= Eleanor Aller =

American cellist (1917–1995)

Eleanor Aller (Slatkin) (May 20, 1917 – October 12, 1995) was an American cellist and founding member, with her husband, Felix Slatkin, of the Hollywood String Quartet.

==Life and career==
Born in New York City, she was the daughter of cellist Gregory Aller (né Grisha Altschuler), a Jewish emigre from the Russian Empire. Her mother Fannie had studied piano at the Warsaw Conservatory. Eleanor attended Juilliard where she studied with Felix Salmond.

Eleanor Aller became principal cellist in the Warner Bros. Studio Orchestra in 1939, in which her brother, pianist Victor Aller, later became orchestra manager and in which their father also played for a time. She was the first woman to hold a principal chair in a Hollywood studio orchestra. The same year she met and married Felix Slatkin. Shortly after their marriage, the couple founded the Hollywood String Quartet. Aller also continued working as a Hollywood studio musician. She performed the Cello Concerto by Erich Korngold for the soundtrack of the movie Deception starring Bette Davis and Paul Henreid. Eleanor also performed the concert premiere of the Concerto with the Los Angeles Philharmonic in 1946.
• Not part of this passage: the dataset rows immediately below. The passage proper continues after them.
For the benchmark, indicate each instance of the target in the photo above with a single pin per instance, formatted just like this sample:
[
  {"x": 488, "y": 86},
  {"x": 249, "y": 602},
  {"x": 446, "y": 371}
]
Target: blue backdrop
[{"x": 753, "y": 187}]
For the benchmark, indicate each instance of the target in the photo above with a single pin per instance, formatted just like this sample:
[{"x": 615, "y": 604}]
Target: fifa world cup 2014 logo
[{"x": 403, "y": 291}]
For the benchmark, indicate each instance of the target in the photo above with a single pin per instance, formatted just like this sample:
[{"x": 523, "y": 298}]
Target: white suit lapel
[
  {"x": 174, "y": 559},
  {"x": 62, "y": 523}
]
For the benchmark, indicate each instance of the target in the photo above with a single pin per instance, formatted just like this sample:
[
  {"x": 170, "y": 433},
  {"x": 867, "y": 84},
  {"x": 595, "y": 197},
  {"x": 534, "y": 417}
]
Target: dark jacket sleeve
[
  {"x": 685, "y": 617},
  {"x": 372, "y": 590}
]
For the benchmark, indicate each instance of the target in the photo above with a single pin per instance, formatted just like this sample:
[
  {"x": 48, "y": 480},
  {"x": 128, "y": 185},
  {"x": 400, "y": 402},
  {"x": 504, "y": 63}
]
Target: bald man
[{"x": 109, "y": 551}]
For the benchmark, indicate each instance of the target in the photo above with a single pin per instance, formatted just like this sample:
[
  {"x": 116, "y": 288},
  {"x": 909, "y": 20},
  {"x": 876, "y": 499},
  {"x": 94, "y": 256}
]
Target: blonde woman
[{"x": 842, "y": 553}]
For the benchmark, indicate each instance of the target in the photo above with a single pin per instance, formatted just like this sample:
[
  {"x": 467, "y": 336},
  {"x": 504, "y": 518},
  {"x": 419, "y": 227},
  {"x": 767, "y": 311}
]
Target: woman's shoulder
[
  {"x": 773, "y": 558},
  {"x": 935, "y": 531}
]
Aller won a Grammy Award in 1958 as a member of the Hollywood String Quartet for Beethoven's Op. 130. After Slatkin's death in 1963, in addition to her work with orchestras for movies, Aller played in orchestras for recordings done by Frank Sinatra, who had become a family friend over the years.

Aller continued to work as principal cellist for movie soundtracks, including a solo specially written for her by composer/conductor John Williams for the soundtrack to the 1977 Steven Spielberg movie Close Encounters of the Third Kind.

Her two sons are the conductor Leonard Slatkin and the cellist Frederick Zlotkin. She has three grandchildren, including film composer Daniel Slatkin.